There was no way to look cool driving a pontoon boat. It was almost as if the seats were designed to resist the notion of cool. It certainly didn't have the speed we needed to set the aesthetics of a rescue mission, but that wasn't an issue.

By triggering the Omen for Breathing Deeply, we had found ourselves in a basin lake. Now there were several other directions we could go. This was like a four-way stop for the river. The path we would choose wouldn't be determined by us, though.

It would be chosen by a cue ball.

Camden threw the bag with the ball and the tracker into the water and said, "Find Ramona and then come back to me."

The bag floated, but didn't move in any particular hurry.

"Quick, follow that bag," Antoine said as we floated alongside it.

"Did we lose it on the radar?" I asked, pretending that I couldn't see it any longer. The bright, reflective orange water wing made it very visible against the water.

We could at least try to make jokes.

It took us nearly an hour to get off the lake, and we never lost sight of the bag, but eventually it floated ever so slowly toward an outlet that wasn't even on a map for the lake.
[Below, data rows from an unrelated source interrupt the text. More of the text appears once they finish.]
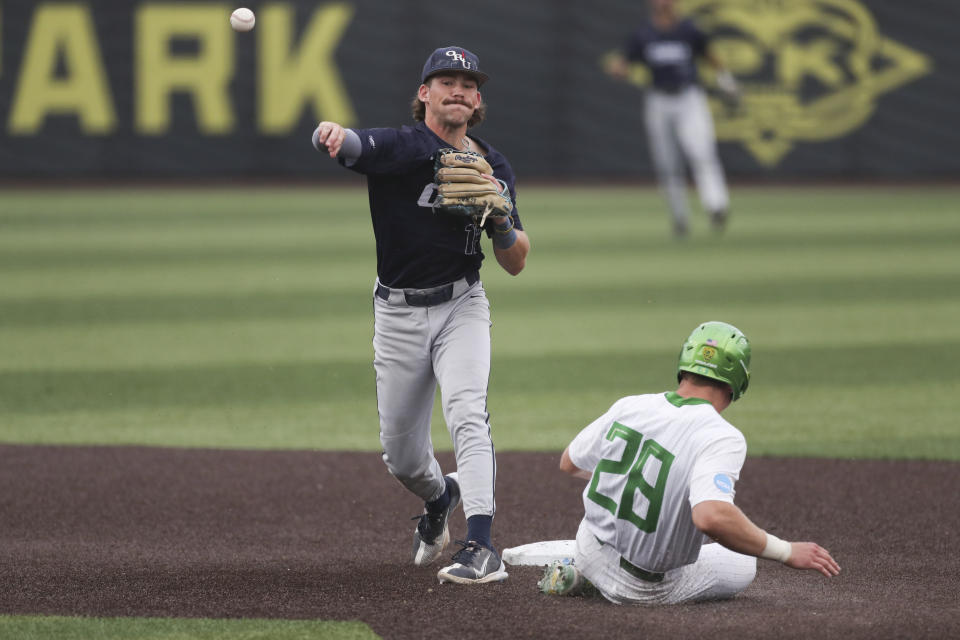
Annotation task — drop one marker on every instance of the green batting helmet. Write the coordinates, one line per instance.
(720, 351)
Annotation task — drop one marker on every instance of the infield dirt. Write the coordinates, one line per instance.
(132, 531)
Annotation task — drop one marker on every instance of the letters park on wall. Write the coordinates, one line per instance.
(156, 88)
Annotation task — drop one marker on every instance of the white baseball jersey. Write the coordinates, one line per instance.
(653, 458)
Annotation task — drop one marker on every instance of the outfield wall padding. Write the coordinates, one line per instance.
(118, 89)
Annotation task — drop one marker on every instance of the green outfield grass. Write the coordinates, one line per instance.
(215, 318)
(72, 628)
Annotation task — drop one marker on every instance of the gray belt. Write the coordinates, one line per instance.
(428, 297)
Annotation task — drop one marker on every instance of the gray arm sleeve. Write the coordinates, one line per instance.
(349, 150)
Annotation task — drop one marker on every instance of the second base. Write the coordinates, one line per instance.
(540, 553)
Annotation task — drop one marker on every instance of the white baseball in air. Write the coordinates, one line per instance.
(242, 19)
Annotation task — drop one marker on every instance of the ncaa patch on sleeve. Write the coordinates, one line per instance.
(723, 482)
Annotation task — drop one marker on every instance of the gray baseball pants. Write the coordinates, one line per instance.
(415, 349)
(680, 126)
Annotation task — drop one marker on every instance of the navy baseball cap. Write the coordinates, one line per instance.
(453, 60)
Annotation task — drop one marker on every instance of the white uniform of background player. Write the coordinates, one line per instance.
(677, 117)
(662, 471)
(692, 455)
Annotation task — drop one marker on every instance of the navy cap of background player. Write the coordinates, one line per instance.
(453, 59)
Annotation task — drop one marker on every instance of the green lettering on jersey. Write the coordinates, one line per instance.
(632, 465)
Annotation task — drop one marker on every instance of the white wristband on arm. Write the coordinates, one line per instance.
(776, 549)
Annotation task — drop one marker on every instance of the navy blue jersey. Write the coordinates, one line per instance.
(670, 55)
(417, 248)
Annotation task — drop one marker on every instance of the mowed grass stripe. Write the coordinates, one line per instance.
(83, 628)
(225, 318)
(318, 303)
(237, 384)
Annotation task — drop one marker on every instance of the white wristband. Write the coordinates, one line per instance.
(776, 549)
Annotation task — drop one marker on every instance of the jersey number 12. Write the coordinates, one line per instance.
(635, 458)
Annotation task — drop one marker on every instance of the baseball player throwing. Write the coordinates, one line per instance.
(677, 116)
(433, 191)
(662, 469)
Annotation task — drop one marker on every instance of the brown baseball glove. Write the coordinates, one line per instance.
(466, 187)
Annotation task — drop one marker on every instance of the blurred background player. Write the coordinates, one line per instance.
(431, 314)
(677, 117)
(662, 469)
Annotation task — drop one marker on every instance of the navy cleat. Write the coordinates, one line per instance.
(432, 534)
(474, 564)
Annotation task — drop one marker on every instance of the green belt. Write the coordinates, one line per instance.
(636, 572)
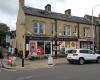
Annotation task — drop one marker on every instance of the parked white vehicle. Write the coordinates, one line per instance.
(82, 55)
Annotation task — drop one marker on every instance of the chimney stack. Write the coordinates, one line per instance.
(48, 8)
(21, 3)
(68, 12)
(99, 15)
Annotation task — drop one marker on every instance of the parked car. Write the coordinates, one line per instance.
(82, 55)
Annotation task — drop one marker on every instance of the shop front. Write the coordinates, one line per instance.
(38, 45)
(44, 45)
(86, 43)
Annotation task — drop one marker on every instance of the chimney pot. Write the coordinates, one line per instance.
(21, 3)
(68, 12)
(48, 8)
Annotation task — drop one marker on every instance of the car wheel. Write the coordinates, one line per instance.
(71, 62)
(81, 61)
(98, 60)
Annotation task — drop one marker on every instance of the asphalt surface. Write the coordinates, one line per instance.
(90, 71)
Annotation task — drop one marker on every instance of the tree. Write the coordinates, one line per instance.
(4, 29)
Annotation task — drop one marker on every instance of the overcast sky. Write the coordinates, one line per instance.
(9, 8)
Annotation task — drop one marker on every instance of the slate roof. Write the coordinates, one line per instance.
(53, 15)
(96, 20)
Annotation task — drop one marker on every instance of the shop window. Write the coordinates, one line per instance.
(38, 27)
(53, 28)
(87, 32)
(47, 48)
(40, 48)
(66, 30)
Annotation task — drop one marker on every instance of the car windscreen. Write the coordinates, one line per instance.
(71, 51)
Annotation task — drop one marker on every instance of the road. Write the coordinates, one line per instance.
(59, 72)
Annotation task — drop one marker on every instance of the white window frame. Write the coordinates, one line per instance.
(38, 30)
(66, 32)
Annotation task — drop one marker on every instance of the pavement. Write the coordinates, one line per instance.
(36, 64)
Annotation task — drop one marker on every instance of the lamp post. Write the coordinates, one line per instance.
(93, 25)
And once we set sail to follow it, the water got faster, and the bag moved swiftly, bouncing off every rock and log on the way. We had to chase it now, knowing that if it ever took a turn down a shallow creek, it was as good as lost. I didn't even know what would happen if we needed to trigger a storyline to open up the right path.

We followed the bag, and the bag followed the river. Where it would take us, we did not know. But the journey, some said, was more important than the destination.

But then, it was also more dangerous.